For the purposes of this article, I am going to refer only to (arguably) the two biggest camera manufacturers to keep things simple: Canon and Nikon. Each of these manufacturers offers two types of DSLR; consumer level with an APS-C sensor, and pro level with a full frame (FF) sensor.
Canon’s APS-C sensor is approximately 22x15mm while Nikon’s is approximately 24mmx16mm. No significant difference there, but compare those with a FF sensor (common to both brands) which measures 36x24mm. Does that size sound familiar? If it does, you probably shot on 35mm film at one point in your life, because that’s the size of a negative or slide in that film format.
Why the concern over sensor sizes, and what’s that got to do with lenses? If you consider that a lens projects a circular image onto the back of the camera and where the sensor is mounted, the diameter of that ‘image circle’ will determine whether or not it will completely cover the sensor. A lens designed for a full frame camera will certainly do that for both APS-C and FF sensors, but one designed for APS-C cameras will only have an image circle large enough to cover the APS-C sensor.
Canon distinguishes between the two designs by marking its APS-C-only lenses (sometimes called digital-only) with EF-S while full frame lenses are designated EF. Similarly, Nikon designates theirs as DX and FX for APS-C and full frame, respectively. If you try to attach an EF-S lens to a full frame Canon DSLR, for example, it won’t go. One of the reasons that the manufacturer intentionally makes the mounts incompatible is that the image circle of the EF-S lens will not completely cover the sensor. They are knowingly preventing you from taking ‘vignetted’ shots with dark corners. Conversely, however, you can certainly attach an EF lens to either an APS-C or a pro level Canon DSLR.
Having made that last statement, some further qualification is required. Imagine that full frame lens projecting an image whose circle more than adequately covers the FF sensor from corner to corner. If you were to project that same image circle onto the much smaller APS-C sensor, the sensor is now only intercepting a fraction of the image circle that the FF sensor intercepted.

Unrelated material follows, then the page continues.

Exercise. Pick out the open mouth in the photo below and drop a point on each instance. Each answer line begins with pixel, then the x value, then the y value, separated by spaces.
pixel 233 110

As a result, the APS-C sensor only ‘sees’ a fraction of the image ‘seen’ by the FF sensor. This is equivalent to zooming in on the full frame image, and is called crop factor. It is typically about 1.6 times between the two formats.
Note that crop factor refers to the sensor size ratio and is not affected by the lens, as long as the focal length of the lens is constant in both cases. So, if we attached a 50mm lens to an APS-C camera and an 80mm lens to a full frame camera, they would capture images that were approximately the same. This is because the 50mm lens on the APS-C camera apparently magnifies the focal length to 50mmx1.6=80mm.
So how does this affect your lens purchases today? Let’s say you’re currently using an APS-C camera, but want to advance to a FF camera in the future. After all, these large sensor camera bodies are becoming more and more attractively priced, and offer generally better noise performance at higher ISO settings. If you buy all your lenses now in EF-S or DX format, you will have to sell the lot when you buy the pro level body, and will have to buy a complete suite of EF or FX lenses instead. If, however, you buy full frame lenses now, you will not only be able to use them on your current camera but on your future one as well.